The purpose of the march, organizers said, is to raise funds for medical research to combat birth defects. March of Dimes figures show that more than 250,000 babies, or about one in 12, are born with birth defects in the United States each year.
Many of the birth defects are genetic, including Tay-Sachs disease, sickle-cell anemia, cystic fibrosis and diabetes. Other birth defects are caused by environmental factors, including heavy drinking or smoking by the mother, poor maternal nutrition, and adolescent pregnancy.
"We're asking all the volunteers to call on their neighbors to spread the word about birth defect prevention," said Charlene Baldwin, spokeswoman for the March of Dimes.
In earlier years, the organization has been locked in controversy over the question of abortion, with groups such as the National Right to Life Committee and the Catholic Church urging boycotts because the March of Dimes gives financial support for amniocentesis, which involves extracting amniotic fluid from a pregnant woman's womb and allows doctors to determine whether a baby will be born with certain birth defects. Anti-abortion groups have opposed amniocentesis in the second trimester because they say it serves primarily as a method to identify fetuses that will be aborted.
"We're continuing the same type of boycott that we've had in the past," said Daniel J. Donehey, spokesman for the National Right to Life Committee. "The boycott remains unabated and total."

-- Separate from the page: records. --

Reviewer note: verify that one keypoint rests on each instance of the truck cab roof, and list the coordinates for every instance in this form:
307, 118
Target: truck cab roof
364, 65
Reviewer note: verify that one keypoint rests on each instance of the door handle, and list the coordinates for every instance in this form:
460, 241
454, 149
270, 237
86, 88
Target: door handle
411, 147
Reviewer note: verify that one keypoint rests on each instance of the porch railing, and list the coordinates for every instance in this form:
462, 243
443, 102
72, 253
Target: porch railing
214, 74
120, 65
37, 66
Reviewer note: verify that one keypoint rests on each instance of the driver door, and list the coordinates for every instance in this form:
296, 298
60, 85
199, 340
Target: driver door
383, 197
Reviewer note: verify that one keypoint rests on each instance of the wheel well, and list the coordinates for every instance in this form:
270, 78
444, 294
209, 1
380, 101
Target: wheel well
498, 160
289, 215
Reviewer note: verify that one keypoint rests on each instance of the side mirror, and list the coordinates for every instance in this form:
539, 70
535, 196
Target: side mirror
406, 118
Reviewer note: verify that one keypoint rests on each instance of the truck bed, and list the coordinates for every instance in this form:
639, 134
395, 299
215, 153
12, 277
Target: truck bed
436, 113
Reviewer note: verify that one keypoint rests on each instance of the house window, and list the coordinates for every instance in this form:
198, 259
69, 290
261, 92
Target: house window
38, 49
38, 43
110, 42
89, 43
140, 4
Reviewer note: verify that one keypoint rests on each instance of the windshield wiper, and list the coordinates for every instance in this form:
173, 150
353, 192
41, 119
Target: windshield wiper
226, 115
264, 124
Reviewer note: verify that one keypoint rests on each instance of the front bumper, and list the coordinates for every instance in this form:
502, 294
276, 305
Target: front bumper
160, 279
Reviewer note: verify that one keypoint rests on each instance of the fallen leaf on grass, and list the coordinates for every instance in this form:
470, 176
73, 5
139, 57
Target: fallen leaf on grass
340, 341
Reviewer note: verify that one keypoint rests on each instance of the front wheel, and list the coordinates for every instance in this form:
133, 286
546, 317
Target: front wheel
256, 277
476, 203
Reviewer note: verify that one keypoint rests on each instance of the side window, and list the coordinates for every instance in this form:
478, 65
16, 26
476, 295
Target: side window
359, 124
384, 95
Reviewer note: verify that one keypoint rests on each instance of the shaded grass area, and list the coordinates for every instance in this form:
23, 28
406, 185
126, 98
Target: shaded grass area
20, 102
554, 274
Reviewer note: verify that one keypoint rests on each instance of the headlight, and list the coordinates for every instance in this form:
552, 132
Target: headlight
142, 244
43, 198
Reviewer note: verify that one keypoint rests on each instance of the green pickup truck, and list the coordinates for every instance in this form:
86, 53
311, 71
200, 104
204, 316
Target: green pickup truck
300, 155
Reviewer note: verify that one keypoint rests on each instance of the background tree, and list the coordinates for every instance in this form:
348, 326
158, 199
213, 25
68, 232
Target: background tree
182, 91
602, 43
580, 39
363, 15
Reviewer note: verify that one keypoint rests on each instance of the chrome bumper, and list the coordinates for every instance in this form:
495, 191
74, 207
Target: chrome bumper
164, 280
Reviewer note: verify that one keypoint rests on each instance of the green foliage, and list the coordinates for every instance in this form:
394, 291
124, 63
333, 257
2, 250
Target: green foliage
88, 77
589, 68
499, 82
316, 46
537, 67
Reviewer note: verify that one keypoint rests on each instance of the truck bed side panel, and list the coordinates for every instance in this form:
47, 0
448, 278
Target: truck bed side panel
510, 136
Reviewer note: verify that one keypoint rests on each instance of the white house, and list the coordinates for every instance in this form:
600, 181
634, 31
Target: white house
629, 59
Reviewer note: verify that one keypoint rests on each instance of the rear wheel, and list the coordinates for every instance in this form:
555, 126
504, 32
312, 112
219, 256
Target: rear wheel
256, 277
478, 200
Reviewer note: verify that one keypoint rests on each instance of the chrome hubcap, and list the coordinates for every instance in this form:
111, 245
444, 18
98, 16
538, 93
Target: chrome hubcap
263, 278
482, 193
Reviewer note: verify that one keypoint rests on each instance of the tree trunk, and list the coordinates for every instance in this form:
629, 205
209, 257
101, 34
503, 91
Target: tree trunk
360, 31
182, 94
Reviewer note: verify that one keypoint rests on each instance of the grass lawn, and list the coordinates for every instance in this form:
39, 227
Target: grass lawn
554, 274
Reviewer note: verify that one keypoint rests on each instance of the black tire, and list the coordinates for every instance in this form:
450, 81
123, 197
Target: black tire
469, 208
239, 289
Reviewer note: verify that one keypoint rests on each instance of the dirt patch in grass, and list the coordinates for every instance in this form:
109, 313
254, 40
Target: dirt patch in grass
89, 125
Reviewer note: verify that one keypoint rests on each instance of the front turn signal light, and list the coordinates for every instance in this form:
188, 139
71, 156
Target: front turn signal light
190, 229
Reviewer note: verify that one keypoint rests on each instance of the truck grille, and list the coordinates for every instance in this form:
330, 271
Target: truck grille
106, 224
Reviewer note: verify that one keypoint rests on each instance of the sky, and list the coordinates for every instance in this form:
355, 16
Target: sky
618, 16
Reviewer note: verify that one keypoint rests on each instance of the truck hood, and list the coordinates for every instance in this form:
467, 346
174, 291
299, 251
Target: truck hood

Spokesmen for the March of Dimes said the group continues to support amniocentesis for diagnostic purposes, but said the March of Dimes does not support abortion.
The March of Dimes, which is not a United Way agency, reports that 85 cents of every dollar it raises is used for research, medical services and health education. The remaining 15 cents is used for administrative and fund-raising expenses.
The march will continue until Jan. 31.